If you’re currently experiencing a terrible pain in your lower extremities, that’s because Israel has just shot us all collectively in the foot.

Whatever happens in the next few days in the Israel-Hamas smackdown, the winner will be al-Qaeda. As Marc Lynch points out, AQ and the Muslim Brotherhood, from which Hamas evolved, are fierce rivals; and whether the outside world likes it or not, Hamas has been the only power capable of blocking AQ’s forays into Gaza:

Even if Hamas emerges weakened, as Israeli strategists hope, all the better (from al-Qaeda’s point of view, that is). In general, where the MB is strong (Egypt, Jordan, and Palestine for example), AQ has had a hard time finding a point of entry despite serious efforts to do so, while where the MB is weak (Iraq, Saudi Arabia, Algeria, Lebanon) it has had more success.
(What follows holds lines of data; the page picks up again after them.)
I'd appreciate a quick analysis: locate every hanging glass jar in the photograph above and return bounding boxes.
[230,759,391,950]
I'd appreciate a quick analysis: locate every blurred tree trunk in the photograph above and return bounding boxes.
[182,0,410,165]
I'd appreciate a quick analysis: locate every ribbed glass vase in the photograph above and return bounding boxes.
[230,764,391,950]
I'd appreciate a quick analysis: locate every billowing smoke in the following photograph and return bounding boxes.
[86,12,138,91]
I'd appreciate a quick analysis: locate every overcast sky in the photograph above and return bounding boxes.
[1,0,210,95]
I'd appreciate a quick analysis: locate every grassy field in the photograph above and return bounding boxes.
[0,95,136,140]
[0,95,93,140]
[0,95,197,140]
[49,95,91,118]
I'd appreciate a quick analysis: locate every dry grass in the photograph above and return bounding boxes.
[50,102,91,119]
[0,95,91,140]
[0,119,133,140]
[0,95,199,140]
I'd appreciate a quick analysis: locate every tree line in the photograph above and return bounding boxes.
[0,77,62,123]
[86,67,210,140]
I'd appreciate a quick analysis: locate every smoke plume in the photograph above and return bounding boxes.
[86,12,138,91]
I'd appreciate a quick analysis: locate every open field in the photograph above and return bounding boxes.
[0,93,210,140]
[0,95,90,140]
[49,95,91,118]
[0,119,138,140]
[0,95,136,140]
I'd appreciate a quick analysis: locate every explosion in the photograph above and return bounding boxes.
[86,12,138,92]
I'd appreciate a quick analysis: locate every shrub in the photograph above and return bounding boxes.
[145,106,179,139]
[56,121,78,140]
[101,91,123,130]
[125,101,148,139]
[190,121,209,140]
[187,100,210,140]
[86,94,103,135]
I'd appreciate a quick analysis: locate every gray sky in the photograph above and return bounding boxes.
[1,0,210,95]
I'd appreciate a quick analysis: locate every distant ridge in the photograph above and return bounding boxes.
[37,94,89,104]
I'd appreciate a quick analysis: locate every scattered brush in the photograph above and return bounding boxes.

Up to now, AQ-minded groups have had little success in penetrating Gaza, because Hamas had it locked. Now they clearly have high hopes of finding an entree with a radicalized, devastated population and a weakened Hamas.

UPDATE: John Robb:

Israel is locked in a strategic vise that will get tighter and tighter. What is the vice? DIY missiles and a strategic barrage. DIY missiles are proving much cheaper and easier to deliver than using human beings as the terminal guidance systems for explosives (unfortunately, radical improvements in accuracy are in the offing making them comparable to human delivery). Israel can’t ignore the missiles due to their impact on psychology and economic activity. Walls don’t help either. It can’t adopt Hama rules (razing enemy territory) without incurring isolation/economic collapse. It can’t engage the enemy without high collateral damage which boosts recruitment and solidifies support for its enemies (Van Creveld’s paradox or broadening the conflict to include missiles from Hezbollah).